Çözümsüzlük
Kutsal mekanların dilindedir, bayram eden tohumlar.
Doğurdukça artar, güftelerin tutkuları.
Elbise alır, çocukta dirilen sevinç.
Umut içindedir, yürüyen minik adımlar.
Böyle hazırlanır, aşk için sevenler.
Kırık mumlar hanesinde,
Bir garip şarapla bütünleşir.
İçtikçe sel olur, azabındaki yıllar.
Gözyaşı bir anda oruç tutar.
Ama sonrasında,
İftarla gelen sayıklama damlaları.
Aşılmış yorgunluktur, daralan çemberlerin türküleri.
Bir garip ağlıyor, topaçla dönen ayrılıkta.

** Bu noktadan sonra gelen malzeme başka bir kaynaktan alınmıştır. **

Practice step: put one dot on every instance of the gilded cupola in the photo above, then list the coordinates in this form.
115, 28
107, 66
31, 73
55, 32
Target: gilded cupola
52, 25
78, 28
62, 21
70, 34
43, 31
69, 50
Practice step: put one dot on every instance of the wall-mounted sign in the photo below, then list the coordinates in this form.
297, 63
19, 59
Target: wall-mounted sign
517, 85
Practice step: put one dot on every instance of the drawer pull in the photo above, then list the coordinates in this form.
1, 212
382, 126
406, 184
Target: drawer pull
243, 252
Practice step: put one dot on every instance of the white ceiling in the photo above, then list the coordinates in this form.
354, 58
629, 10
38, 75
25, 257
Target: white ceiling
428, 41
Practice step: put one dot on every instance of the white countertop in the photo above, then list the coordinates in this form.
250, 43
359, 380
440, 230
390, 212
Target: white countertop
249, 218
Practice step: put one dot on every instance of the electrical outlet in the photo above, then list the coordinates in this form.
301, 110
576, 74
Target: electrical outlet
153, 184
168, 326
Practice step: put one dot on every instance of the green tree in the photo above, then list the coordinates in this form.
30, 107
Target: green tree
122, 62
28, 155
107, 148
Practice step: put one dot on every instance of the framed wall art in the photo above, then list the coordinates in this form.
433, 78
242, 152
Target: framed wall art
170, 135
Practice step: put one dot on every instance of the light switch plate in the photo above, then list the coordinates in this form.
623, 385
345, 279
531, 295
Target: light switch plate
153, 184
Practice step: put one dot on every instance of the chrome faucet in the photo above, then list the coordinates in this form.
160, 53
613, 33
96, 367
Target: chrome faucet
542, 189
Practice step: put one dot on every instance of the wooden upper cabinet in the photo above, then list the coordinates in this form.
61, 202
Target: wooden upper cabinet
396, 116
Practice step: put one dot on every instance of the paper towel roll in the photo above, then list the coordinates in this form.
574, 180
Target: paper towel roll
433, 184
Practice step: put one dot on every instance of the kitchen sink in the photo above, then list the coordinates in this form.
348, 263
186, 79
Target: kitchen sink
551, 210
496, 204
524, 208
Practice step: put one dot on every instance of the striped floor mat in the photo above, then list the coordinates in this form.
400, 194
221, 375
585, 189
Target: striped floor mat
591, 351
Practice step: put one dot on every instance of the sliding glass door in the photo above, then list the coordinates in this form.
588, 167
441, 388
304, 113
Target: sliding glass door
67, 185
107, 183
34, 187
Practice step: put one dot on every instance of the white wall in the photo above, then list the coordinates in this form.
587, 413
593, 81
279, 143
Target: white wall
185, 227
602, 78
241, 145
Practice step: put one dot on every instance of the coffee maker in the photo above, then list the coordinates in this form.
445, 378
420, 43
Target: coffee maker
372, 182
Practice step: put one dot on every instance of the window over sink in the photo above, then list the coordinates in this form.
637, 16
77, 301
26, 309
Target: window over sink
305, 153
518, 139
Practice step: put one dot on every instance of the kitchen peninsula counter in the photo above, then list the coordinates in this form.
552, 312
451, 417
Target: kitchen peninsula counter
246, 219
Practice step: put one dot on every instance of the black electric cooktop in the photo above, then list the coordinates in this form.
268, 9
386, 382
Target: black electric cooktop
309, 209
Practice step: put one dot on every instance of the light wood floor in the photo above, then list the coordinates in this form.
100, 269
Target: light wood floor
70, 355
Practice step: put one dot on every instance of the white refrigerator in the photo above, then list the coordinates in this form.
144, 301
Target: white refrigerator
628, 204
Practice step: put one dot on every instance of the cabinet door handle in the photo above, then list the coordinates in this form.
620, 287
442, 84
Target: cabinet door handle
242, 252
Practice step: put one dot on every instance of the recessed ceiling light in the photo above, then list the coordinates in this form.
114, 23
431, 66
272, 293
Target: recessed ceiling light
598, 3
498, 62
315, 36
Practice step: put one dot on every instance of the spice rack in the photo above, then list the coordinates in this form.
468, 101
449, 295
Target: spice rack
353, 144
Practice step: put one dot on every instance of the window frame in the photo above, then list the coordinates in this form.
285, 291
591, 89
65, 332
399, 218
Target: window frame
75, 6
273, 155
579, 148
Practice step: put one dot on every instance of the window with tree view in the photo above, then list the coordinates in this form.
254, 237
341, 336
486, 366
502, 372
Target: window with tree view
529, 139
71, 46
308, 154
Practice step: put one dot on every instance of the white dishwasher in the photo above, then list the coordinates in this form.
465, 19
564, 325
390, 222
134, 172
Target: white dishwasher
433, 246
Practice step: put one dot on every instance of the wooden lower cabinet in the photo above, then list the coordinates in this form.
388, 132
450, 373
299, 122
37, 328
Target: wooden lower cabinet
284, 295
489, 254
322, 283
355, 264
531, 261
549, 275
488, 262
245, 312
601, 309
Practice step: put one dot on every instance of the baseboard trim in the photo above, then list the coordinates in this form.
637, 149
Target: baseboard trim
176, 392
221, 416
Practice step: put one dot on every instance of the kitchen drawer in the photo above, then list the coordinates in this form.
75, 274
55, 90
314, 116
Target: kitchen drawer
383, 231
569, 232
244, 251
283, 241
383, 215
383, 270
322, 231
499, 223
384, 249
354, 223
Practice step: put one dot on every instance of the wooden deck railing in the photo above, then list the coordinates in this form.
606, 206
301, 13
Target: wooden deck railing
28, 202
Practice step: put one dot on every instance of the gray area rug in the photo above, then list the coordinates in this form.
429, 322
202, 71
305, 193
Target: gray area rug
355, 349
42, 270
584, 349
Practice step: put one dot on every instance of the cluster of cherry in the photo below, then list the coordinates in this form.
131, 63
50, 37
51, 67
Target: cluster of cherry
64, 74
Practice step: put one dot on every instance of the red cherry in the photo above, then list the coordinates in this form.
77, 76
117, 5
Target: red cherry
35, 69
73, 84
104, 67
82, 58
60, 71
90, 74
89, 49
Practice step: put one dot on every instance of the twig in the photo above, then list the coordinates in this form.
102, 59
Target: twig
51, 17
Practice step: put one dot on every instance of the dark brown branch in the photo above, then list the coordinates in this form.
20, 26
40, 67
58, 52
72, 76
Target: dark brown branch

Hızlandıkça sonsuzlaşıyor, içteki mırıldanmalar.
Düşen bir yılan gibidir, sevginin aritmetiği.
Alt üst olur, denklemle kurulan olumsuzluk.
Çünkü aşıktır, insanoğlu.
Veda eden yürüyüşte,
Sessiz adımların ürperen öfkesi vardır.
Kaskatı kesilir, infazdaki arınmışlık perdesi.
Çözümü yoktur, şiir dalgalarının.
Ne kadar yazılsa da,
Boş kalır, üflenen yaşamlar.
Kurdun kuzuya olan düşkünlüğüdür;
Yaşamın ölüme olan tırmanışı.
Tıpkı dağları tırnaklamak gibi.
Hatta yüksek bir uçurumu,
Olgunlukla içine çekmek gibi.
Emeklemek gerek, önümüzde duran engeller için.
Ne olursa olsun,
Yıkıntıyı süpürmek gerek.
Temiz sokaklar uğruna,
Batık şehirler kurmak gerek.
Karınca yürüyüşü var, tepedeki yalnızlıkta.
Seslendikçe telepati kuruyor, ayrılık bükülmeleri.
Uğruna bir hançer saplıyorum, yüreğime.